Hamilton creator Lin-Manuel Miranda has said he constantly thinks about death following a childhood tragedy.
The lyricist and performer revealed he is marked by an increased awareness of mortality after losing a close friend when he was young
Miranda revealed he is often reminded of the “ticking clock” and death has influenced his fascination with certain characters.
The performer spoke on BBC Radio 4’s Desert Island Discs about his life, which was influenced early on by loss.
He said: “I think that you’re marked by your awareness of it, and how much you let it affect your day to day.
“I notice it. I’m very aware of it. I think I’m drawn to characters that are aware of it.
“Part of it is growing up in New York. You’re kind of always a little on alert.
“I also experienced death at a young age. My best friend who I went to kindergarten with died very young, and it’s one of those terrible stories.
“I had this memory from nursery school of just like six months of grey.
“When that hits you early, you’re aware of the ticking clock earlier.”
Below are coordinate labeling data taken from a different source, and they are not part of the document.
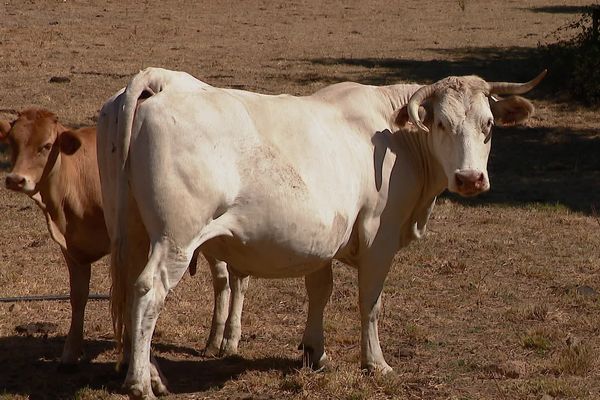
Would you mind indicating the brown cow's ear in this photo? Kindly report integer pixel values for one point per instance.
(69, 142)
(511, 110)
(4, 129)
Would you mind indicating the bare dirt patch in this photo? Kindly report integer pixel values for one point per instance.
(485, 307)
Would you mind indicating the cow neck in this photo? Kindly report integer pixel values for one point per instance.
(432, 180)
(52, 185)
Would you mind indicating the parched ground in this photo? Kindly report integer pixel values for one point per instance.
(499, 301)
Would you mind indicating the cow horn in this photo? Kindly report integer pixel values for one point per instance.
(516, 88)
(415, 102)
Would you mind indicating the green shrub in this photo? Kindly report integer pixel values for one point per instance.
(574, 62)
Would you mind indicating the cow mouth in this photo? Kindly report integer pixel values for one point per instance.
(18, 183)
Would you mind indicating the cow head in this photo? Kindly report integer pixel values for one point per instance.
(459, 113)
(36, 140)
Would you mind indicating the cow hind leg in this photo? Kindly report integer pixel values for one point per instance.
(166, 265)
(233, 326)
(220, 280)
(79, 282)
(319, 285)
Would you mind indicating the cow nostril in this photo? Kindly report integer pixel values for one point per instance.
(13, 181)
(459, 181)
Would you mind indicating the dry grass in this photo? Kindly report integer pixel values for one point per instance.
(479, 309)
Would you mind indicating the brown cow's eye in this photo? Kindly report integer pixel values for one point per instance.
(45, 147)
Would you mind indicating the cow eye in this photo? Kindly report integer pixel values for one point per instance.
(45, 147)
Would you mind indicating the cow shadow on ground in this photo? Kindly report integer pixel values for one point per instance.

His choice of Alexander Hamilton as a subject was influenced by a morbid sensibility, aware that the politician died relatively young at 47 in a duel.
The musical based on his life was a smash hit that earned acclaim from the Obamas, but Miranda refuses the title of genius.
He told Lauren Laverne: “I’ve known too many geniuses, actually geniuses, to count myself among them.
“I think I work very hard, I think I am talented, I do not think that is the same thing.
“I just try to think of it as a vote of confidence from the universe of, like, keep going.
“If you start to take that seriously, that’s pretty much when everyone gets to say ‘no you’re not’.
“I try to knock that pedestal out from under myself as often as I can. Because if you try and live up to that kind of word, you’re setting yourself and everyone around you up for disappointment.
“I’m human and I mess up all the time.”
Miranda can be heard on BBC Sounds and BBC Radio 4 at 11.15am on Sunday.